Eigenartig, dass am Mittwoch überhaupt jemand in der Zürcher Tonhalle sass, stand doch auf dem Podium ein miserabler Dirigent vor einem üblen Orchester. Das jedenfalls mussten jene glauben, die der «NZZ» vertrauen. Ende Oktober schrieb Peter Hagmann, ihr erster Musikkritiker, nach einem Konzert mit Lionel Bringuier und dem Tonhalle-Orchester, es mangle an der klanglichen Balance, das Gefüge breche auseinander, das Orchester habe das Piano aus dem Katalog seiner Ausdrucksmittel gestrichen und die deutende Aussage sei vollkommen beiläufig geblieben.

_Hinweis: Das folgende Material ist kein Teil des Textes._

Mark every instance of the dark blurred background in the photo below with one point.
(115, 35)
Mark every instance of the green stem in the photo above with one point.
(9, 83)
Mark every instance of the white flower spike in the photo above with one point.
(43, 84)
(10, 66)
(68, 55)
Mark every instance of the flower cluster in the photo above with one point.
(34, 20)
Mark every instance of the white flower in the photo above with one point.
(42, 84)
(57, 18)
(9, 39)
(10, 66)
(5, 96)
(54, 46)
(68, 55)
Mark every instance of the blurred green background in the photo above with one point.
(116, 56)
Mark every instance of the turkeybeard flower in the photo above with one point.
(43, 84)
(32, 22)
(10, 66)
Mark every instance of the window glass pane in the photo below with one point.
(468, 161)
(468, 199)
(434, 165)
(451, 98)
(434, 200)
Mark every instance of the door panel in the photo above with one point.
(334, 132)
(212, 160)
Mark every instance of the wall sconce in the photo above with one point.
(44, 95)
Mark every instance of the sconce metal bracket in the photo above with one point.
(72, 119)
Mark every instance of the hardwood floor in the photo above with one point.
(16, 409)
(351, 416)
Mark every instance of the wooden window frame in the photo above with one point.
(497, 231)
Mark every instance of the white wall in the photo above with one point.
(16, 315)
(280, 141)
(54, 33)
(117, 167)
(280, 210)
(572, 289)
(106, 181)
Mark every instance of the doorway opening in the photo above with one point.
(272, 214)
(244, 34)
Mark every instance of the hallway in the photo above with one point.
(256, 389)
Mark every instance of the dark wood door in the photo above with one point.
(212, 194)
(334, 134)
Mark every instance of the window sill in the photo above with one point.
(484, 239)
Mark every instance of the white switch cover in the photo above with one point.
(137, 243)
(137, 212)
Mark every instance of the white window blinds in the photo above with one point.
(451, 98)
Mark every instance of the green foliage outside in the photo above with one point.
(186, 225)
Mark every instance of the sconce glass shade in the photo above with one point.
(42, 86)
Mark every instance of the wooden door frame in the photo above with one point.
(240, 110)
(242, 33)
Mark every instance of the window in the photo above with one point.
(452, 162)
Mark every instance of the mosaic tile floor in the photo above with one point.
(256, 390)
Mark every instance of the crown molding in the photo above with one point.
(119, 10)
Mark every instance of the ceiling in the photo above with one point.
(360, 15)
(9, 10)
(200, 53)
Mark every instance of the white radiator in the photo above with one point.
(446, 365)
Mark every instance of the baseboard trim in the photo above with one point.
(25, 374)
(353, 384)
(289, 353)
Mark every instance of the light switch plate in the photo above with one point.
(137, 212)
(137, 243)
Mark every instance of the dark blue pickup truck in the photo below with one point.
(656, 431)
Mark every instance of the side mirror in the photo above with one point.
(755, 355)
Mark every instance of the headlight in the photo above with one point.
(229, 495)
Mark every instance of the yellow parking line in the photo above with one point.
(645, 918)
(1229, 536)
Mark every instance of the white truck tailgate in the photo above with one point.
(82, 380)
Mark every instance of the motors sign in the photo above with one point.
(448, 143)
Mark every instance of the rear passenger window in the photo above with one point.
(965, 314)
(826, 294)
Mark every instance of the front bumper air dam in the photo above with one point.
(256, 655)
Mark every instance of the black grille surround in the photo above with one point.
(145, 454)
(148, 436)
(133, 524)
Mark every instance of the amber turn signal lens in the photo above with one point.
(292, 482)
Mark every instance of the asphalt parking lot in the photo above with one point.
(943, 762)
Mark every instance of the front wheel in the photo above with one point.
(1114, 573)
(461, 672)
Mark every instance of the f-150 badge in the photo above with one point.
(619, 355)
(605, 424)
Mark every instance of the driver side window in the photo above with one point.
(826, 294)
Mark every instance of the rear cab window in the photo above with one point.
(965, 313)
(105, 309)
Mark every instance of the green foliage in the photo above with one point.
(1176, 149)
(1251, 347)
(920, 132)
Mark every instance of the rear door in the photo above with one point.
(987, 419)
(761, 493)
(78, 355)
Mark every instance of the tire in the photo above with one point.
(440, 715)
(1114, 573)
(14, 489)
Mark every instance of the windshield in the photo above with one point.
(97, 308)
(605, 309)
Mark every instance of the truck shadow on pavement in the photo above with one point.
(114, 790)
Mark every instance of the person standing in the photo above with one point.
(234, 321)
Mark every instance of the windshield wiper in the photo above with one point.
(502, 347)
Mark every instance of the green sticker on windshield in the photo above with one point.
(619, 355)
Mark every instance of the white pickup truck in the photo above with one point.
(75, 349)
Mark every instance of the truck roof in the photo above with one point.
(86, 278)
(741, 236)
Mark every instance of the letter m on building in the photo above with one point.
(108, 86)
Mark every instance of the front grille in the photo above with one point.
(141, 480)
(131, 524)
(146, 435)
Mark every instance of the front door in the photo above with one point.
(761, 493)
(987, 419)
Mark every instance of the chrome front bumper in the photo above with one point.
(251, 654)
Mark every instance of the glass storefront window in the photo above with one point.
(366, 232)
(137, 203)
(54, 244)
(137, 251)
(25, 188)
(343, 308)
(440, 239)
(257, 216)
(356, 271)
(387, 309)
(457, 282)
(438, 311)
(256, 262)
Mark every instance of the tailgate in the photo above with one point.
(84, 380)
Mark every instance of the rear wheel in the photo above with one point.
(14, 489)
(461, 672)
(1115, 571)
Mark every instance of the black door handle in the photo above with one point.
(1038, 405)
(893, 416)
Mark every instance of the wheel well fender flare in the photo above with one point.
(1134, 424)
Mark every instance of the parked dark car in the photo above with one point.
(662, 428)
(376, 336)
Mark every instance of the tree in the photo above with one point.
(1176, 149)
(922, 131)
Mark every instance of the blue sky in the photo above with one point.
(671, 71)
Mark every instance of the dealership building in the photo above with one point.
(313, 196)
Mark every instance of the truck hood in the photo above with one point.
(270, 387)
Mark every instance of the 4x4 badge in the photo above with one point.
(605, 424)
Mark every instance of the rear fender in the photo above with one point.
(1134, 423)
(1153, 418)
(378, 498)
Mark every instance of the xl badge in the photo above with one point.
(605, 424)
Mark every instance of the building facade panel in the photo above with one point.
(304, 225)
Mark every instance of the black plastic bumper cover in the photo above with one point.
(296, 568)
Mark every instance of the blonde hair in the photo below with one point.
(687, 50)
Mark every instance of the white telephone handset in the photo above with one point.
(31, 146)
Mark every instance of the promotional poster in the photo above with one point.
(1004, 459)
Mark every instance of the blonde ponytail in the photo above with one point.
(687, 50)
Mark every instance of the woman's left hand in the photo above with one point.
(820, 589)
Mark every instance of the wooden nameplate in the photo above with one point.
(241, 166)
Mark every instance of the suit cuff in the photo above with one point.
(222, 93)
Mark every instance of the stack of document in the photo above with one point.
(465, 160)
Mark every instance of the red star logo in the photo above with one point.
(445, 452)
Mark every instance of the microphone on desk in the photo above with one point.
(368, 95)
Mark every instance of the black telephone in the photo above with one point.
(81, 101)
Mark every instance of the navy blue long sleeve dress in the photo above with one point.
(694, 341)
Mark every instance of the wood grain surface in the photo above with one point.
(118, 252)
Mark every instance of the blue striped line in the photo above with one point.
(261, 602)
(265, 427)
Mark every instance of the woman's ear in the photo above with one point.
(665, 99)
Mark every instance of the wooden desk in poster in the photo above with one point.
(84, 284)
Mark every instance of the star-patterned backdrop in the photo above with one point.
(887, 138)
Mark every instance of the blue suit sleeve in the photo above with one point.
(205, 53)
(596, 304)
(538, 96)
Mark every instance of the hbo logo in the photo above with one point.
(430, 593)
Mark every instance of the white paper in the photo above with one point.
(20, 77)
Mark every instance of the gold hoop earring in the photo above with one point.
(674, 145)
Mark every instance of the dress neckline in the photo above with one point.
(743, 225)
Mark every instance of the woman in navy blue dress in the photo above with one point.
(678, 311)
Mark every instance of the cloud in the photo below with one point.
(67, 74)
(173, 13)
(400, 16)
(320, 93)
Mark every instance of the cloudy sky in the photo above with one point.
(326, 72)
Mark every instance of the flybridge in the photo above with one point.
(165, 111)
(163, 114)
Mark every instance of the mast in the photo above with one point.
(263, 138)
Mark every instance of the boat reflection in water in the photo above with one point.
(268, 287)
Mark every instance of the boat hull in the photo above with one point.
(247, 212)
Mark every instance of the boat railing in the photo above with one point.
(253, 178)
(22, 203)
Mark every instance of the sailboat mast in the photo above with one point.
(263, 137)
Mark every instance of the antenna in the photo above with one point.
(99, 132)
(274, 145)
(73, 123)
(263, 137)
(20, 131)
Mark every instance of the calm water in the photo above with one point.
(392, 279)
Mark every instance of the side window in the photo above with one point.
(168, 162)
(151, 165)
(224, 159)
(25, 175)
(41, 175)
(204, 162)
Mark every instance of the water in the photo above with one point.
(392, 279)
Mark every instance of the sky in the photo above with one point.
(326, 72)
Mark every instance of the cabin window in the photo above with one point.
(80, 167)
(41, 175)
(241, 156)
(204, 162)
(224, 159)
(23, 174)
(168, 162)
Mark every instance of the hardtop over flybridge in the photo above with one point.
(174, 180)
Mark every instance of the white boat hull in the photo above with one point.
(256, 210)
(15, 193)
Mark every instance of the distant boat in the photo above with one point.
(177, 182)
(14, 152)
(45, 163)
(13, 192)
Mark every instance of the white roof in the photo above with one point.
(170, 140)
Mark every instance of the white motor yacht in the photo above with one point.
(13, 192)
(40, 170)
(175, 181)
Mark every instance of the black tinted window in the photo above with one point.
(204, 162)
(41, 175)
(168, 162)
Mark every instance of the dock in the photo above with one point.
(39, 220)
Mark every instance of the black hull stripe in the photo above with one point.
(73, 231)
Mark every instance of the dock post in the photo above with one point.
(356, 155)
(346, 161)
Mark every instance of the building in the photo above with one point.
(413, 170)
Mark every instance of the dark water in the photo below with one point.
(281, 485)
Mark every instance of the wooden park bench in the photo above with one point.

Die Tonhalle war am Mittwochabend voll – und zum Schluss bejubelte das Publikum das Orchester und seinen neuen Chefdirigenten Lionel Bringuier. Kein Wunder, Strawinskys «Feuervogel»-Suite hatte man hinreissend gespielt: Die Bläsereinwürfe wie Wespenstiche, der Streicherklang extrem flächig und prächtig dunkel, die Schlusssteigerung umwerfend spannend.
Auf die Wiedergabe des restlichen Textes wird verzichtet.